Since the Breimhorst settlement, ETS says it has tightened its review of applications for untimed tests, trying to undercut the extremely fungible diagnostic criteria that lead many parents to "therapist shop" until they find a professional who will diagnose their child as hoped. But the D.C. data suggest that ETS has a way to go. Only about 60 percent of D.C. graduates take the SAT. Few get extra time on tests in the low-income Southeast section of the city, where in four high schools, not a single student passed an AP exam last year. It's a troubling example of the disequilibrium of opportunity.

Unlike ETS, the Association of American Medical Colleges, which oversees the MCAT, is taking a stand against misuse of disability diagnoses. The academy isn't in the business of assuring social equity. But it does want medical students who can become good doctors. Despite threats of lawsuits, the academy has refused to stop flagging results from untimed MCATs. Research led by the director of the MCAT, Ellen Julian, has shown both that MCAT test results are good predictors of medical-college performance, and that time extensions, on average, improve scores. Medical practice, of course, does not generally allow the luxury of time. "We think people with the ability to work speedily and efficiently will do better in medical school and as doctors," Julian says.

The Disability Rights Association, which sponsored Breimhorst's lawsuit, has not lined up to sue over the flagging of the MCAT. It has, though, sued the MCAT over its refusal to expand the category of students in California who are declared "disabled" and thus permitted extra testing time. The Americans With Disabilities Act states that students who are "substantially limited" in a life activity qualify for accommodations. But California law requires accommodations for anyone "limited" in a major activity, which some legal experts have defined as inadequate in relation to one's peers. It's a Lake Wobegon*-in-reverse standard of disability. And it could give virtually anyone with an average mind and a wealthy family a leg up on the admissions test.

The author all but says that the solution is to reinstitute flagging on the SAT. But I think the basic problem lies elsewhere: The overuse of timed tests. The author suggests that it makes sense for the MCAT to be timed, because medical practice "does not generally allow the luxury of time." Maybe that's true (though I think it's a lot more complicated than that -- ER practice may not always allow the luxury of time, but lots of other subfields will). But even if it makes sense to select medical students with timed tests (and those tests don't give too much weight to speed), why do we need to select college students and graduate students (and lawyers -- most of whom will not be trial lawyers) with them? I've spent most of my adult life in universities, and one thing I can confidently report is that college and graduate school (and even law school) emphatically allow the luxury of time. Why should my speed at answering questions matter at all, pedaogically speaking?

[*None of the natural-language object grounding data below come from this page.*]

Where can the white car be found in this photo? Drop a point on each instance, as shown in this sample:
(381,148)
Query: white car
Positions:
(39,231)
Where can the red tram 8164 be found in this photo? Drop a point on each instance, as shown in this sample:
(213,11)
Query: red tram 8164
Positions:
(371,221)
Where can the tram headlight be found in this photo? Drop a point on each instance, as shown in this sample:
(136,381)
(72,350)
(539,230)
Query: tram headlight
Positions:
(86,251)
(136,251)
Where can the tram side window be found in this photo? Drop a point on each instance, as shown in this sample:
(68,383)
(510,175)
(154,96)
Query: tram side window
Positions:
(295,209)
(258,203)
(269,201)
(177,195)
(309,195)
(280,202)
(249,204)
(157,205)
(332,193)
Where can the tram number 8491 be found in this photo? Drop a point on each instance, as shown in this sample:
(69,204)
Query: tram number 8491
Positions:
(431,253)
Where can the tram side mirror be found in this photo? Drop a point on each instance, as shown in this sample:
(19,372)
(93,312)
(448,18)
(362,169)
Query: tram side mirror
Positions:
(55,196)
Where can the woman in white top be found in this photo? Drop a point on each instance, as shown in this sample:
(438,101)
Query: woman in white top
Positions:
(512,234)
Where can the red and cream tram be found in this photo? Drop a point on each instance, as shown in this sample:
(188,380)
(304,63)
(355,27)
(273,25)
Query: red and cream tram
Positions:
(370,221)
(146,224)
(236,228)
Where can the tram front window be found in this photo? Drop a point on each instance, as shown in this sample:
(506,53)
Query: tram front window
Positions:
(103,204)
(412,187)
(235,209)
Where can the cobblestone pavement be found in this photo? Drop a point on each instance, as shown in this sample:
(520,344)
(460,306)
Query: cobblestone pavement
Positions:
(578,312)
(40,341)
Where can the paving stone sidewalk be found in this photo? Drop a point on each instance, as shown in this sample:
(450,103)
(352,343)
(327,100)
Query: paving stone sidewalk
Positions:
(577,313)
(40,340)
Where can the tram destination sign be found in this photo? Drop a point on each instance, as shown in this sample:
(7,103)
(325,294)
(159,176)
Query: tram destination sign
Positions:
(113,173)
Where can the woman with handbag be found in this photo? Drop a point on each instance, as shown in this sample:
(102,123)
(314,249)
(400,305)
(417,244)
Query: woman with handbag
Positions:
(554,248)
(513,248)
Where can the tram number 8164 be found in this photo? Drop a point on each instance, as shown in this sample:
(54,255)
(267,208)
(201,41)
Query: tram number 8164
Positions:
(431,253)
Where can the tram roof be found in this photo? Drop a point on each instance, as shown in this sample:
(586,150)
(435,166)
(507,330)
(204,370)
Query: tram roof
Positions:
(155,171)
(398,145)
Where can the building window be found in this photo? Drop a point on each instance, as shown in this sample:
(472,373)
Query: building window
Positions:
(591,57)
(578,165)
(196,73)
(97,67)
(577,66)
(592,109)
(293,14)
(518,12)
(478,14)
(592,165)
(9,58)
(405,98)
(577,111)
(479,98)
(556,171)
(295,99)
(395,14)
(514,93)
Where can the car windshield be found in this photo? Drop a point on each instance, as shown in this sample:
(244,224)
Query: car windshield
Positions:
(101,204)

Of course, the real reason why we use timed tests so much is not pedagogical; it's administrative. It's much easier to administer and grade timed exams than it is untimed ones. (It's bound to be harder to write good untimed exams, too, though it's certainly possible to ask questions that spread the test-takers even under untimed conditions.) But that reason isn't good enough. Get rid of the timed exams, and the inequities the Slate author discusses will go away. There will no longer be any benefit for rich people without disabilities to shop for a disability diagnosis, and there will no longer be any detriment for poor people with disabilities who remain undiagnosed.

People with learning disabilities are really the canary in the coal mine here: They may be especially affected by the way timed exams overemphasize speed over substantive knowledge and aptitude, but they highlight a problem of far more general application. The solution shouldn't be to make the time limits stricter. It should be to remove the time limits altogether (or make only a portion of the test timed), and to craft exams that test, in appropriate proportions, the skills that are really important to scholarly and professional success.